Segredo: uma das mulheres retratadas no quadro é Vittoria mortal.
---
🩸 Joaquim "Comendador" de Oliveira
Toreador, conhecedor de arte e do mercado de antiguidades.
Sua investigação conduz naturalmente a Augusto Valadares.
O Comendador não mente e não está enganando a coterie. As informações que fornece são verdadeiras.
---
🩸 André "Mercúrio" Sogliuzzo
Carniçal de Vittoria.
Responsável pelos funcionários, fornecedores e organização da festa.
Preparou e conferiu pessoalmente os quatro lotes.
---
🩸 Canela Fina
Está discretamente instalado nos fundos do casarão a pedido de Vittoria.
Não é investigador.
É a força de reação da anfitriã.
Mercúrio mantém a festa funcionando. Canela Fina garante que qualquer problema possa desaparecer pelos fundos sem atravessar um salão cheio de mortais.
Os personagens só compreenderão isso completamente no final.
---
Augusto Valadares
Mortal, rico colecionador de arte e antiguidades.
Tentou comprar o retrato poucos dias antes por intermédio do mercado clandestino.
É inocente.
---
Daniel Faria
Apresenta-se como representante de uma pequena galeria de Goiânia.
Educado, discreto e bem vestido.
Na verdade, é carniçal de um Membro de Anápolis.
Recebeu três ordens:
1. entregar o quadro;
2. observar a reação de Vittoria;
3. retornar a Anápolis.
---
3. CENA I — A FESTA
> O casarão está cheio sem parecer lotado.
Música vem do pátio interno. Garçons circulam entre empresários, artistas e colecionadores.
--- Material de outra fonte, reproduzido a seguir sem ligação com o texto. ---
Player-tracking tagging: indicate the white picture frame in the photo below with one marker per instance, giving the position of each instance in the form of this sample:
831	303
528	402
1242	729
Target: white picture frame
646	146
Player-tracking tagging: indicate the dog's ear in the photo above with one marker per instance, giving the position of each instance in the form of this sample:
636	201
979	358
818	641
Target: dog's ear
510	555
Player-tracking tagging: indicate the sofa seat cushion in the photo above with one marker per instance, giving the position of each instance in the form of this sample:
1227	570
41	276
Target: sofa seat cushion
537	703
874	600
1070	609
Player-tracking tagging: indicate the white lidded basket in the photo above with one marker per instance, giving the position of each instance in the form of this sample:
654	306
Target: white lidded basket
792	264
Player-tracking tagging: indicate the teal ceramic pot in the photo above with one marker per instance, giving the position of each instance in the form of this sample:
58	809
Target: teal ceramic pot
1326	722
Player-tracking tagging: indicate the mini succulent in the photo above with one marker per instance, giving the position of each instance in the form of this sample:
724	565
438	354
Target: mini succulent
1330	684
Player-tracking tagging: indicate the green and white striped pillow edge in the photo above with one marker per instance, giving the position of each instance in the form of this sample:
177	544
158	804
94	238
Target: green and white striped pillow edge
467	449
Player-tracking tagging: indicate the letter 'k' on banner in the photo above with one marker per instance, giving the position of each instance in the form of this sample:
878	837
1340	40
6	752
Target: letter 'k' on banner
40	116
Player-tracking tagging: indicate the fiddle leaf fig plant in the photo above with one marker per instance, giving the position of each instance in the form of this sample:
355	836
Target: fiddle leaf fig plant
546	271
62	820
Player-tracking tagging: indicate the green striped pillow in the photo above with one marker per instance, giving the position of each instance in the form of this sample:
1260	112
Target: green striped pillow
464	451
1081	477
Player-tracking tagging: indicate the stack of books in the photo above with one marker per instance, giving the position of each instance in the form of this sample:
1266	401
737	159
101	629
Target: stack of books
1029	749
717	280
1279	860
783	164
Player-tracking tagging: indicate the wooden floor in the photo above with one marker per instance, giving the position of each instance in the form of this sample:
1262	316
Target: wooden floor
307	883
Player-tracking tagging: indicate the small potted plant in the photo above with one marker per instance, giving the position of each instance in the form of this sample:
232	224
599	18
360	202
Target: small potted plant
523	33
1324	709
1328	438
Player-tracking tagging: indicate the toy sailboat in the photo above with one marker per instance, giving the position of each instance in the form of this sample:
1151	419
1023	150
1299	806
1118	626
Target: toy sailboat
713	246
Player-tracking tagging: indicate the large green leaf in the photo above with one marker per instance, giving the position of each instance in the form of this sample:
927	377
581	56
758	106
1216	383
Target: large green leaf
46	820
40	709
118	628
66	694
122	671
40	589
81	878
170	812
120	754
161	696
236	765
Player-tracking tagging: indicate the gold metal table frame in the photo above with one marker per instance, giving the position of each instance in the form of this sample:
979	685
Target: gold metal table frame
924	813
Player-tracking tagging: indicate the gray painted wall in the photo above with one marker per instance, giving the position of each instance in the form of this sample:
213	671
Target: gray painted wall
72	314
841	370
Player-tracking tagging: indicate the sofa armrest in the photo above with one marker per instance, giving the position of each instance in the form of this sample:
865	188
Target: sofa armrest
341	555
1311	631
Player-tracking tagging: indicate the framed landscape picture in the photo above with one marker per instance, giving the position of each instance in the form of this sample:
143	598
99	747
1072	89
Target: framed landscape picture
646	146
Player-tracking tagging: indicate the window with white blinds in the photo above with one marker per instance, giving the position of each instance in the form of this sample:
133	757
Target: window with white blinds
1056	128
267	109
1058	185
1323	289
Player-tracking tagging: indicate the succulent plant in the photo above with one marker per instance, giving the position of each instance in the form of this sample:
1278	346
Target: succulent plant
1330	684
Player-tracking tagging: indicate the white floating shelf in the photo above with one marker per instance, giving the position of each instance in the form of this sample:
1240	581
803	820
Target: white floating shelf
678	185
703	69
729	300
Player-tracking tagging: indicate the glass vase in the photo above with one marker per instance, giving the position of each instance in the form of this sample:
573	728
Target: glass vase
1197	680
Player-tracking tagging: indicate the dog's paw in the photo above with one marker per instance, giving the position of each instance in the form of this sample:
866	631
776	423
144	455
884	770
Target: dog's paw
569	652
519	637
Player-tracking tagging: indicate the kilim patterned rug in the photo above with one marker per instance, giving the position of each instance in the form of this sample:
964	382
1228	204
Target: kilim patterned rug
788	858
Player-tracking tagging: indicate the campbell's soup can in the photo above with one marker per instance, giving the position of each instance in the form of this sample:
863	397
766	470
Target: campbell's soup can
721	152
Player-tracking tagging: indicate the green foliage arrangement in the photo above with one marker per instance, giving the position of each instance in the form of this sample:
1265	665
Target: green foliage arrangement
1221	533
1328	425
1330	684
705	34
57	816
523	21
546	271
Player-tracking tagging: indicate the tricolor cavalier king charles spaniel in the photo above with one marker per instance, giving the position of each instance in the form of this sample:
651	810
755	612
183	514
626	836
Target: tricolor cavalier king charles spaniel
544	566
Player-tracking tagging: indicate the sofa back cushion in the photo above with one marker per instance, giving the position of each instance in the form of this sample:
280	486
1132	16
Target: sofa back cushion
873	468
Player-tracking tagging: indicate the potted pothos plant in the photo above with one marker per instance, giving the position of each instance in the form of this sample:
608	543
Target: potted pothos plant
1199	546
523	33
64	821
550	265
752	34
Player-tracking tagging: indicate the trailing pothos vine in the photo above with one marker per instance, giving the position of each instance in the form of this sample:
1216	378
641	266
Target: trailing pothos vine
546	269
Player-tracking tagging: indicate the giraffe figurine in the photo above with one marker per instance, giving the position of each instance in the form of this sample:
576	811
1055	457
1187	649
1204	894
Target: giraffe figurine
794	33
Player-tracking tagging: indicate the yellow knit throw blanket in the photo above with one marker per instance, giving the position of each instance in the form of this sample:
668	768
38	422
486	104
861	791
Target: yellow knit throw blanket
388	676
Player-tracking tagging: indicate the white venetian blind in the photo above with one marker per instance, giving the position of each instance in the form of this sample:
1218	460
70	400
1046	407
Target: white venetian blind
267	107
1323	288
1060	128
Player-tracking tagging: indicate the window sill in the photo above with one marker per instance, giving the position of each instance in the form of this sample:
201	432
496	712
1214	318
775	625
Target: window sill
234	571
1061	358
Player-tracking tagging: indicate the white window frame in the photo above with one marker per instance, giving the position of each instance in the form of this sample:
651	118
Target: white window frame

Vinho, comida e conversas ocupam os salões.
Pelos fundos, a festa ainda respira sua própria logística: caixas de bebida, gelo, flores, equipamentos e as últimas entregas atravessam a entrada de serviço.
Vittoria recebe pessoalmente seus convidados.
— Esta noite não quero política nem obrigações. Aproveitem minha casa.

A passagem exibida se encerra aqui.